Telstra working on 1Gbps commercial network speeds with Ericsson, Qualcomm

Ericsson has announced a demonstration in partnership with Telstra and Qualcomm of 4x4 spatial multiplexing multiple-input multiple-output (MIMO) combined with 256 Quadrature Amplitude Modulation (QAM), which it claims has established the foundation for commercial network download speeds of up to 1Gbps.

During the experiment, the companies combined 4x4 MIMO with 256 QAM using the Qualcomm Snapdragon X12 LTE modem, Ericsson Networks Software 16B for LTE, and Telstra's commercial network.

The combination currently achieves peak downlink data speeds of up to 380Mbps, but the technology is expected to reach download speeds of 1Gbps in the future.

According to Ericsson, 4x4 MIMO results in doubling peak rates without the need for additional spectrum, while 256 QAM boosts this peak rate even further.

"Activating new advanced network and operational capabilities such as 4x4 MIMO with 256 QAM provides operators with a more solid and secure network performance, enabling digitalisation opportunities to everyone, everywhere," said Thomas Norén, VP and head of Radio Product Management at Ericsson.

The companies noted that 4x4 MIMO with 256 QAM should be supported on smartphones from 2016.

"We are constantly looking to enhance our customers' user experience, and 4x4 MIMO will be an important addition to our mobile network speeds and capacity," said Mike Wright, Telstra group managing director of Networks.

"This next step in device evolution, achieved by Ericsson and Qualcomm, shows 4x4 MIMO with 256 QAM in combination. This brings us even closer to offering 1Gbps capabilities to our customers."

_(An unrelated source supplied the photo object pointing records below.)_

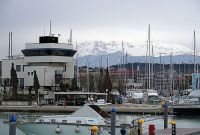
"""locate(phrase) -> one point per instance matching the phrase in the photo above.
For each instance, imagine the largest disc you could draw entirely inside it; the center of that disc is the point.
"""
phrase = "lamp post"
(38, 96)
(106, 95)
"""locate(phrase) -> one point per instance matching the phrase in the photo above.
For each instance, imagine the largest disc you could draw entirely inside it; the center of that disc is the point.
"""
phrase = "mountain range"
(100, 53)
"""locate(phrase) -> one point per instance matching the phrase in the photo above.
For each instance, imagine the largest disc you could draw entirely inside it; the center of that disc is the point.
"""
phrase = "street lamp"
(38, 96)
(106, 95)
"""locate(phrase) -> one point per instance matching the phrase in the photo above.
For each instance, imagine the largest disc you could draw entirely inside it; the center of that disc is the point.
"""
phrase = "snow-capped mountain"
(98, 52)
(97, 48)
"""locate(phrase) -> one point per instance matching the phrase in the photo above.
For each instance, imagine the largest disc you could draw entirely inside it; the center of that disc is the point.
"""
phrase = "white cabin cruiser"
(77, 123)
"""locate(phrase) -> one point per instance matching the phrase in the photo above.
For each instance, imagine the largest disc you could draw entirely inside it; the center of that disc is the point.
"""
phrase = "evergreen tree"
(13, 81)
(36, 84)
(100, 83)
(91, 86)
(107, 82)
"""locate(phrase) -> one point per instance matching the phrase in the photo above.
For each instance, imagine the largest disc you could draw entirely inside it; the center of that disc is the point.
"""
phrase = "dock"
(120, 108)
(187, 109)
(179, 131)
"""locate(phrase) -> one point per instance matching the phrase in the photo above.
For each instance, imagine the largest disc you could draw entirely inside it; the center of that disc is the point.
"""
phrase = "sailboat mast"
(77, 68)
(149, 73)
(194, 53)
(88, 77)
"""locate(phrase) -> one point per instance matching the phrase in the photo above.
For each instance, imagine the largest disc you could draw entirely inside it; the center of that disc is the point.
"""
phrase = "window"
(78, 121)
(18, 68)
(64, 121)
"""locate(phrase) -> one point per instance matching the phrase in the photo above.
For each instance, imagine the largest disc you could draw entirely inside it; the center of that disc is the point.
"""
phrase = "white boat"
(77, 123)
(151, 97)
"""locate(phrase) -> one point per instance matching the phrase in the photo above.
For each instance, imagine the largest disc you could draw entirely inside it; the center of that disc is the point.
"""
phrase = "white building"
(52, 61)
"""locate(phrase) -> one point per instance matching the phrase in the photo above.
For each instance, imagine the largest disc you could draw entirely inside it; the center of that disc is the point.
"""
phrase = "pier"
(179, 131)
(188, 109)
(120, 108)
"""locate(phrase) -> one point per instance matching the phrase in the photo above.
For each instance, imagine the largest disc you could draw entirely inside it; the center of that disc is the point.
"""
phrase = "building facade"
(52, 61)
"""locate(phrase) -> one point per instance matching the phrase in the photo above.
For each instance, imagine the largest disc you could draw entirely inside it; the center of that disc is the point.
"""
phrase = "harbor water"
(182, 122)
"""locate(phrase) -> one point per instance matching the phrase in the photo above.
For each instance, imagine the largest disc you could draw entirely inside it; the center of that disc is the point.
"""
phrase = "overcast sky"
(171, 20)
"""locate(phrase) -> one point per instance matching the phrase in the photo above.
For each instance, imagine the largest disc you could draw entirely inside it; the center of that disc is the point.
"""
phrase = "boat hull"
(65, 129)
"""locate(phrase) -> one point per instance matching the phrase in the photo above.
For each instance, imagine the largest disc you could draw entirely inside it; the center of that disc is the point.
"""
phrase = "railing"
(21, 118)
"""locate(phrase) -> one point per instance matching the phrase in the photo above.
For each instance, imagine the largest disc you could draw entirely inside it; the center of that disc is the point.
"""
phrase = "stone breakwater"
(120, 108)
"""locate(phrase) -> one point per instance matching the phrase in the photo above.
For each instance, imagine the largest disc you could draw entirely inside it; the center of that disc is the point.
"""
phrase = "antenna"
(11, 45)
(149, 57)
(50, 28)
(44, 32)
(194, 53)
(70, 40)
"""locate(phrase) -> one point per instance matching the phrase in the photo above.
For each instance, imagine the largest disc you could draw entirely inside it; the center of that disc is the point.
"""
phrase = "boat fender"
(77, 129)
(58, 130)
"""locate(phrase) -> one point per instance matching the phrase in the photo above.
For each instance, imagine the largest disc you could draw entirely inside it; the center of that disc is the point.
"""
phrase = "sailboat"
(150, 96)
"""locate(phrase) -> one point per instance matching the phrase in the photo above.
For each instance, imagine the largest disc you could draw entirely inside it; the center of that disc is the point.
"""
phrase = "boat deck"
(179, 131)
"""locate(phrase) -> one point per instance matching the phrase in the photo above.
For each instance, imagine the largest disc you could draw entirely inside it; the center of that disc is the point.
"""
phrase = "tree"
(13, 81)
(107, 82)
(100, 83)
(91, 86)
(36, 84)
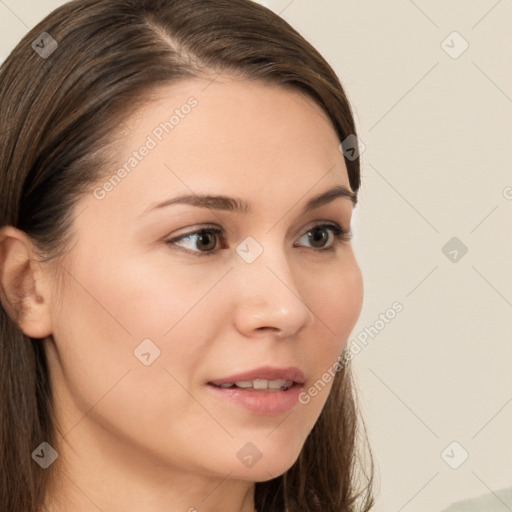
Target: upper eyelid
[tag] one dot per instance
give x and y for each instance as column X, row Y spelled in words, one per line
column 208, row 227
column 220, row 231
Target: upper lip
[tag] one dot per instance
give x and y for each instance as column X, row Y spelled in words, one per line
column 264, row 372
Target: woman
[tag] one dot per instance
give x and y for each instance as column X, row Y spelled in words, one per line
column 141, row 370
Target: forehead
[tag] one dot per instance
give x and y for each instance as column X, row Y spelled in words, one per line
column 231, row 136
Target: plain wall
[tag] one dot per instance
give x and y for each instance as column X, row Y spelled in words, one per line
column 437, row 164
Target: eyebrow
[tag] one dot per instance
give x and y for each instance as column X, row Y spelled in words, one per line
column 233, row 204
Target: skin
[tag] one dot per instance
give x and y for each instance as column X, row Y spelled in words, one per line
column 153, row 438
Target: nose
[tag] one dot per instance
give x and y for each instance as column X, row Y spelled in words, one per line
column 268, row 297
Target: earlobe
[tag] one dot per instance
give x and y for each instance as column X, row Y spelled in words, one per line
column 24, row 290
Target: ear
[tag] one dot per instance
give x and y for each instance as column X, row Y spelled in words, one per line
column 24, row 285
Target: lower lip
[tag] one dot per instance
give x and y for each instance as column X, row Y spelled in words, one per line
column 261, row 402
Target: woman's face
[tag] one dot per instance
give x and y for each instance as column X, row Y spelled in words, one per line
column 145, row 325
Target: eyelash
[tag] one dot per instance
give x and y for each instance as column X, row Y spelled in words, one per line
column 341, row 236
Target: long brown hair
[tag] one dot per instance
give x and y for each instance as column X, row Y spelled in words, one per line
column 59, row 111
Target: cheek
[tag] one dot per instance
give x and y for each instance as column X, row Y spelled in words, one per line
column 339, row 305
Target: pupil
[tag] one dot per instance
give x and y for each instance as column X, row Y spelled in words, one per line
column 201, row 238
column 322, row 236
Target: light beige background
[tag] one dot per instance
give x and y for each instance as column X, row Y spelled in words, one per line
column 437, row 165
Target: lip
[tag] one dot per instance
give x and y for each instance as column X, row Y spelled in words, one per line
column 261, row 402
column 264, row 372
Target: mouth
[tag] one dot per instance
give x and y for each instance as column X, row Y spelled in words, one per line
column 265, row 390
column 258, row 385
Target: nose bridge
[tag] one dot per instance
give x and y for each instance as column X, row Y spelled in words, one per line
column 268, row 291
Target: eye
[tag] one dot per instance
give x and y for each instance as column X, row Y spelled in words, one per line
column 205, row 239
column 339, row 235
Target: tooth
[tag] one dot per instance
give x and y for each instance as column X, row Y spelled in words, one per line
column 276, row 384
column 260, row 384
column 244, row 383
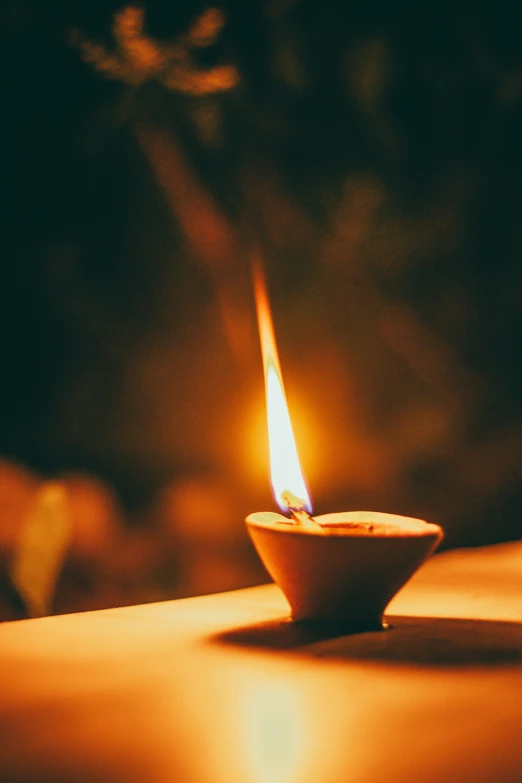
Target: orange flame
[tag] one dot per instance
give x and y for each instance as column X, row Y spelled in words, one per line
column 285, row 469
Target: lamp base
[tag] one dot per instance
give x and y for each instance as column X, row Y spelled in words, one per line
column 346, row 568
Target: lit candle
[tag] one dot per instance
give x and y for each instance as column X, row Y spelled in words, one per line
column 341, row 568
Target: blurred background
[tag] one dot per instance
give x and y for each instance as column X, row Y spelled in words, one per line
column 372, row 158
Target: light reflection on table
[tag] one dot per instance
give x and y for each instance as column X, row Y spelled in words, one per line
column 221, row 688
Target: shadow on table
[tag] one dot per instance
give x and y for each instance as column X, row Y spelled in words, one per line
column 435, row 641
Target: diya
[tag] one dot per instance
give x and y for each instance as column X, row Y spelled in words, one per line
column 341, row 568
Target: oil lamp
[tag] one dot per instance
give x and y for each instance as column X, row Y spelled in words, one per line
column 341, row 568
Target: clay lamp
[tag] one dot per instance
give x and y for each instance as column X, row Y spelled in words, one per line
column 341, row 569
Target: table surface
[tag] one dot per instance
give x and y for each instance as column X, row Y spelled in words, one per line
column 222, row 688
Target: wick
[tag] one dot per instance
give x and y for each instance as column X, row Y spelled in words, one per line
column 297, row 510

Telstra and Ericsson also announced in November that they had attained speeds of 1Gbps during live commercial 4G mobile trials by aggregating five spectrum bands in a world first.

During the test, 100MHz of spectrum was aggregated across the 700MHz, 1800MHz, 2100MHz, and 2600MHz (2x 20MHz) bands, and delivered to a Cobham Aeroflex TM500 mobile device.

"Our end-to-end tests have been achieving amazing download speeds of over 950Mbps using a specialised speed test application," Wright said in a blog post.

"Just as importantly, we have also been able to hit speeds of over 843Mbps end to end over the internet to the speedtest.net site."

According to Ericsson, five-carrier aggregation provides the foundation for 5G, which will require the aggregation of higher-frequency bands. The high speeds also allow for better and more reliable coverage with mobile devices.

Last month, Alcatel-Lucent's research arm, Bell Labs, similarly announced that ongoing testing of its 6x6 MIMO system could see the company attain speeds of 1 petabit per second in time for the arrival of 5G and the Internet of Things.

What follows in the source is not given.